The Hong Kong Golf Club (HKGC) is urging members to protest plans to transform part of the Fanling Golf Course into a town for 33,600 people, claiming the Environmental Impact Assessment (EIA) “underrepresents the ecological value” of the land.
According to the government, the first three holes of the Old Course, home to the Hong Kong Ladies’ Open, are of “lower ecological value” and therefore can be built upon.
But the club says government studies of local fauna, particularly moths and bats, has led to “compound errors” in the EIA released last month and asks members to write to the Environmental Protection Department (EPD) to challenge the plans.
Traffic congestion will be an issue, says HKGC’s report, with Fan Kam Road being a bottleneck.
Fan Kam Road is narrow and already made dangerous by speeding vehicles.

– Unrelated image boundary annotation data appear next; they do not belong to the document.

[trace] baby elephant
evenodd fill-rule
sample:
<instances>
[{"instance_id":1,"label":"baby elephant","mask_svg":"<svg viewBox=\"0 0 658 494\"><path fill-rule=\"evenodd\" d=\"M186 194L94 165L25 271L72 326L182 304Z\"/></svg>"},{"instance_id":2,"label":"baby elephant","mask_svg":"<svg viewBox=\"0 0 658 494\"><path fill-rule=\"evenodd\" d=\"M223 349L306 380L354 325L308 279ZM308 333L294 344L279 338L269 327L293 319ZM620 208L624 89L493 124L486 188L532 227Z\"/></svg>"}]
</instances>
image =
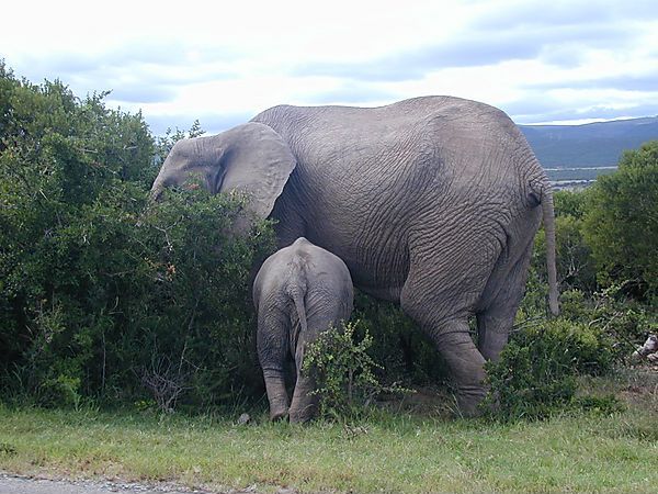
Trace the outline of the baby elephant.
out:
<instances>
[{"instance_id":1,"label":"baby elephant","mask_svg":"<svg viewBox=\"0 0 658 494\"><path fill-rule=\"evenodd\" d=\"M258 357L263 369L270 418L290 414L291 422L313 418L314 380L302 373L304 348L318 335L348 321L354 293L345 263L304 237L270 256L253 282L258 313ZM293 357L297 382L288 409L284 368Z\"/></svg>"}]
</instances>

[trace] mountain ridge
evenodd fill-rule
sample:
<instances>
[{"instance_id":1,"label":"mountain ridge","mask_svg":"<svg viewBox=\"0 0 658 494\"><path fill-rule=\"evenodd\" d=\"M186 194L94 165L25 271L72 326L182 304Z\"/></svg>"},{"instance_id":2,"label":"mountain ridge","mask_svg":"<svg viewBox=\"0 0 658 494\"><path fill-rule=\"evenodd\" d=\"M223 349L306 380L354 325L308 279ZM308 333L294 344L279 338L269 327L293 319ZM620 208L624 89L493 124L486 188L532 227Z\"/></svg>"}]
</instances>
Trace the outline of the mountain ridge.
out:
<instances>
[{"instance_id":1,"label":"mountain ridge","mask_svg":"<svg viewBox=\"0 0 658 494\"><path fill-rule=\"evenodd\" d=\"M623 151L658 139L658 116L581 125L519 125L542 166L615 166Z\"/></svg>"}]
</instances>

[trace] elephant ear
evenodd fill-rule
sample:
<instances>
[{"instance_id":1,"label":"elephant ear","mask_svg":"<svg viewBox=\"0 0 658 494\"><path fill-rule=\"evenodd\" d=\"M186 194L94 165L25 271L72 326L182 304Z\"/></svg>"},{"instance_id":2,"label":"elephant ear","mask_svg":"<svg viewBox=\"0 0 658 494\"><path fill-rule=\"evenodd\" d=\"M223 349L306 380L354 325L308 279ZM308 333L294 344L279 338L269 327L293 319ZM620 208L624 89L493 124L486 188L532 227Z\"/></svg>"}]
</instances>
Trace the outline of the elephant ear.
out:
<instances>
[{"instance_id":1,"label":"elephant ear","mask_svg":"<svg viewBox=\"0 0 658 494\"><path fill-rule=\"evenodd\" d=\"M276 132L261 123L239 125L224 137L215 192L245 192L248 209L268 217L297 164L293 153Z\"/></svg>"}]
</instances>

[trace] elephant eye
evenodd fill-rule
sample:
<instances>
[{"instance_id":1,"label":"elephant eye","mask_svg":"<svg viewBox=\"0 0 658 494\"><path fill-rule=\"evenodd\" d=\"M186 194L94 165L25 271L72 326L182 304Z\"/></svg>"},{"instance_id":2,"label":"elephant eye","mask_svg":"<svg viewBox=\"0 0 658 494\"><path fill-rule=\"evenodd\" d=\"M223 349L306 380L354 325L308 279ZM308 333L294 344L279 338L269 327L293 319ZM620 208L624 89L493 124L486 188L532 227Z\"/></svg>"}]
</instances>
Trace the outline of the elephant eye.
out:
<instances>
[{"instance_id":1,"label":"elephant eye","mask_svg":"<svg viewBox=\"0 0 658 494\"><path fill-rule=\"evenodd\" d=\"M531 207L536 207L541 204L542 200L536 192L531 192L527 194L527 201Z\"/></svg>"}]
</instances>

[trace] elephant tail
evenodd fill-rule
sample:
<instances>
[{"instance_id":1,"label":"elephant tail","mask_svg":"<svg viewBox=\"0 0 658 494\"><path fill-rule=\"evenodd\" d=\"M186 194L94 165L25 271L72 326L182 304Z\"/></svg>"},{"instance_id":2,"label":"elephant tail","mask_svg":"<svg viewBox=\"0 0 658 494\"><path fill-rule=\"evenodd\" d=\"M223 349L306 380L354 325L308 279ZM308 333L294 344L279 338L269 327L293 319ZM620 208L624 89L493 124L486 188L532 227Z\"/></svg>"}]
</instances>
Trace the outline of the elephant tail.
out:
<instances>
[{"instance_id":1,"label":"elephant tail","mask_svg":"<svg viewBox=\"0 0 658 494\"><path fill-rule=\"evenodd\" d=\"M307 333L307 324L306 324L306 308L304 307L304 293L299 290L294 290L291 292L291 297L293 299L293 303L295 304L295 310L297 311L297 317L299 317L299 332L303 334Z\"/></svg>"},{"instance_id":2,"label":"elephant tail","mask_svg":"<svg viewBox=\"0 0 658 494\"><path fill-rule=\"evenodd\" d=\"M557 268L555 260L555 210L553 205L553 192L546 184L542 190L542 216L544 232L546 233L546 269L548 271L548 307L553 315L559 314L557 303Z\"/></svg>"}]
</instances>

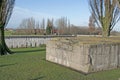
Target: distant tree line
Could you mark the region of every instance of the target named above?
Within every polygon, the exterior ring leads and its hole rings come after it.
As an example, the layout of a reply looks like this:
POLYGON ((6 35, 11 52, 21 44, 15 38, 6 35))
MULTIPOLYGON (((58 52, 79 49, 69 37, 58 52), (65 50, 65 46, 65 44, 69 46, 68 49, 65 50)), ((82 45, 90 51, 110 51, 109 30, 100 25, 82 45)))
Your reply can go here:
POLYGON ((67 17, 57 20, 43 18, 41 22, 34 18, 23 19, 14 32, 15 35, 98 35, 101 28, 95 27, 94 18, 90 16, 88 26, 75 26, 67 17))

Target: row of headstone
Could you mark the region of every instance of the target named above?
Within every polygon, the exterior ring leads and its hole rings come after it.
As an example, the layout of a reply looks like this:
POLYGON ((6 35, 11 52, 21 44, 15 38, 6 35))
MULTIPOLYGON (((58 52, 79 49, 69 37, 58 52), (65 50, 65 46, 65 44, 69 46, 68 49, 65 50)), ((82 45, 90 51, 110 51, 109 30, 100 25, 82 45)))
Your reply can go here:
POLYGON ((39 47, 42 44, 46 44, 46 41, 51 38, 40 37, 9 37, 6 38, 6 44, 9 48, 21 48, 21 47, 39 47))

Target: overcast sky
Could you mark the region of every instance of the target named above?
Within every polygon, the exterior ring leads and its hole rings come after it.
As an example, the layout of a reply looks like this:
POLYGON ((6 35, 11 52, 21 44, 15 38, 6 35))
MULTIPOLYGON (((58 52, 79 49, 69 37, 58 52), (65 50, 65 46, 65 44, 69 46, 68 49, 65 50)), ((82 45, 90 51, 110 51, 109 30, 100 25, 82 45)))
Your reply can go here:
MULTIPOLYGON (((13 14, 7 27, 16 28, 25 18, 67 17, 71 23, 87 26, 90 11, 87 0, 16 0, 13 14)), ((115 29, 119 29, 118 25, 115 29)))

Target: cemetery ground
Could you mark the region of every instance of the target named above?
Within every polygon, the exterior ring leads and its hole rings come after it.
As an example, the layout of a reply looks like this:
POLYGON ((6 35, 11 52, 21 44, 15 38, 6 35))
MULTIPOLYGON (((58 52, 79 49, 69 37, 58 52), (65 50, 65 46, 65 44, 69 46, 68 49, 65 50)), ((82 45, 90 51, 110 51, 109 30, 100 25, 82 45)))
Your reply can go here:
POLYGON ((45 60, 45 47, 12 49, 0 56, 0 80, 118 80, 120 69, 84 75, 45 60))

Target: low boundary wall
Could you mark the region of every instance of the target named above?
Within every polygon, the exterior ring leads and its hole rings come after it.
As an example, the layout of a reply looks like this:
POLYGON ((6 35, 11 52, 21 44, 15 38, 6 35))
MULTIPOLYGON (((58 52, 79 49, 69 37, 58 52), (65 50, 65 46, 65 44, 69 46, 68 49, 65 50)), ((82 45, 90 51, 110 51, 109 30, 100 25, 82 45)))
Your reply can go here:
POLYGON ((82 44, 53 39, 46 49, 46 60, 84 73, 120 67, 120 43, 82 44))

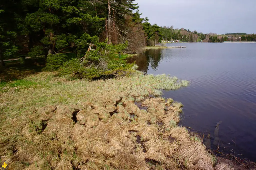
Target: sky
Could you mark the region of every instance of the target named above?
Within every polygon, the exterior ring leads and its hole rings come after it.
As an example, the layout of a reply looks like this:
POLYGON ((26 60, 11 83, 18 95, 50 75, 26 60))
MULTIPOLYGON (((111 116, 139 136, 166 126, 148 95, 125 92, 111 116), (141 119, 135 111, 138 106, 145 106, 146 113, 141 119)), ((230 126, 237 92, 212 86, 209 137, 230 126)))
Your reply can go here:
POLYGON ((256 0, 135 0, 152 24, 204 33, 256 33, 256 0))

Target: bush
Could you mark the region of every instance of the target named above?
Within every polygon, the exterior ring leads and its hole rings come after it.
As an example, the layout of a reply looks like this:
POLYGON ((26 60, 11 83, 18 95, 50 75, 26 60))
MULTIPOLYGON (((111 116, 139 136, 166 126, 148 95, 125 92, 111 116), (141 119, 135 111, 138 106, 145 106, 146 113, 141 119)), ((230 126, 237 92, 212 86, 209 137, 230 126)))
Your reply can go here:
POLYGON ((86 70, 84 67, 80 64, 79 60, 73 58, 64 63, 60 69, 60 74, 71 74, 74 77, 82 78, 86 70))
POLYGON ((103 70, 98 67, 85 66, 77 59, 74 58, 65 62, 59 69, 60 75, 70 74, 75 78, 84 78, 89 80, 99 79, 109 79, 123 76, 132 72, 133 64, 128 64, 122 60, 109 60, 108 70, 103 70))
POLYGON ((53 71, 62 66, 67 60, 67 56, 64 54, 49 54, 46 59, 45 70, 53 71))

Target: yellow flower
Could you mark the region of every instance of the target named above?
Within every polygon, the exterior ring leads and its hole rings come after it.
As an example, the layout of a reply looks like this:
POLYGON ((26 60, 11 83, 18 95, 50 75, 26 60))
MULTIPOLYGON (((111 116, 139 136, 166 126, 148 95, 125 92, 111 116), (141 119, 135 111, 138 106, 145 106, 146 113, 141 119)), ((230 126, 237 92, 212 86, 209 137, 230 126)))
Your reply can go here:
POLYGON ((5 169, 6 168, 6 167, 8 165, 5 162, 4 162, 4 164, 2 165, 2 167, 4 168, 4 169, 5 169))

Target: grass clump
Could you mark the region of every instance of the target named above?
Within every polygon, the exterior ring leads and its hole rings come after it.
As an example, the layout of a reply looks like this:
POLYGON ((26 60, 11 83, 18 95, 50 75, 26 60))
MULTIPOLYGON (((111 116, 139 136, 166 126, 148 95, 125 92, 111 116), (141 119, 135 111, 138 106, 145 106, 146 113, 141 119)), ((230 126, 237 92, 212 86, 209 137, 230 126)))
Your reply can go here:
POLYGON ((198 142, 201 142, 201 139, 198 138, 196 135, 192 136, 191 137, 191 140, 196 141, 198 142))
POLYGON ((167 101, 165 103, 165 104, 168 106, 170 106, 173 101, 173 99, 172 98, 168 98, 167 99, 167 101))
POLYGON ((164 94, 163 91, 158 89, 153 89, 152 93, 153 95, 156 96, 160 96, 164 94))

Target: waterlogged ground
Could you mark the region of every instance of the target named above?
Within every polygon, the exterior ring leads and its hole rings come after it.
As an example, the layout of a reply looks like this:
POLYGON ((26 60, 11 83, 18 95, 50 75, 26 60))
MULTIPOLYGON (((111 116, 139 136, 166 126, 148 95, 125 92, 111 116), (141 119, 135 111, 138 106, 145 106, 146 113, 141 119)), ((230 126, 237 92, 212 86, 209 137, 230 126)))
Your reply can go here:
POLYGON ((177 126, 181 103, 149 97, 188 85, 137 72, 92 82, 43 72, 1 84, 0 162, 15 169, 228 167, 177 126))

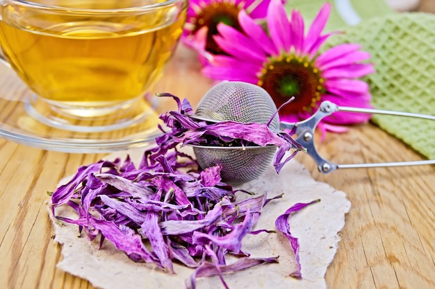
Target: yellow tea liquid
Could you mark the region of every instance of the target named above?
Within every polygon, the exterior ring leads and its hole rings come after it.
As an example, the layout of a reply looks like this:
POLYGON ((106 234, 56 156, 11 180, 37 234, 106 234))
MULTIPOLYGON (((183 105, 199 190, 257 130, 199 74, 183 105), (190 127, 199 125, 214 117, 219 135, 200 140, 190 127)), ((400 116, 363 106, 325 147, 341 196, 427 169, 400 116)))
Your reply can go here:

Cyclist Mr Wong, 55, was killed by a public light bus on the road last May, while countless crashes along the road have littered the verge with vehicle debris along the entire length of the HKGC land.
Furthermore, the club says EPD is mistaken to claim there are no “old and valuable trees (OVTs) on the land, since OVTs are not recorded on private land.
“Many of the [trees] will become registrable as OVTs as soon as Government resumes the land,” says the club’s report.
The club also criticises the government’s process, claiming they were not consulted by government at all during the EIA study.
If the government proceeds, HKGC warns, the proposed development “will result in serious irreversible consequences, including chaotic traffic conditions, flooding problems […] and over-capacity of the sewerage system in the North District.”
The EIA dismisses traffic problems and says noise from a nearby road will be mitigated using special road surface and through the use of sound-proof windows in apartments and the school.
The club is urging members writing to EPD to “not directly copy our consultant’s high level comments”, a nod to the government’s longstanding practice of discounting identical or copied comments in public consultations.
The public comment period to the EIA ends on 18 June.
EPD this morning said it was not responsible for the EIA’s consultation with stakeholders, and that questions on why HKGC had not been consulted should be addressed to the Civil Engineering & Development Department (CEDD) which, it said, was the project proponent.
The Fanling devleopment was one of eight recommended by the Task Force on Land Supply and endorsed by the government in February 2019.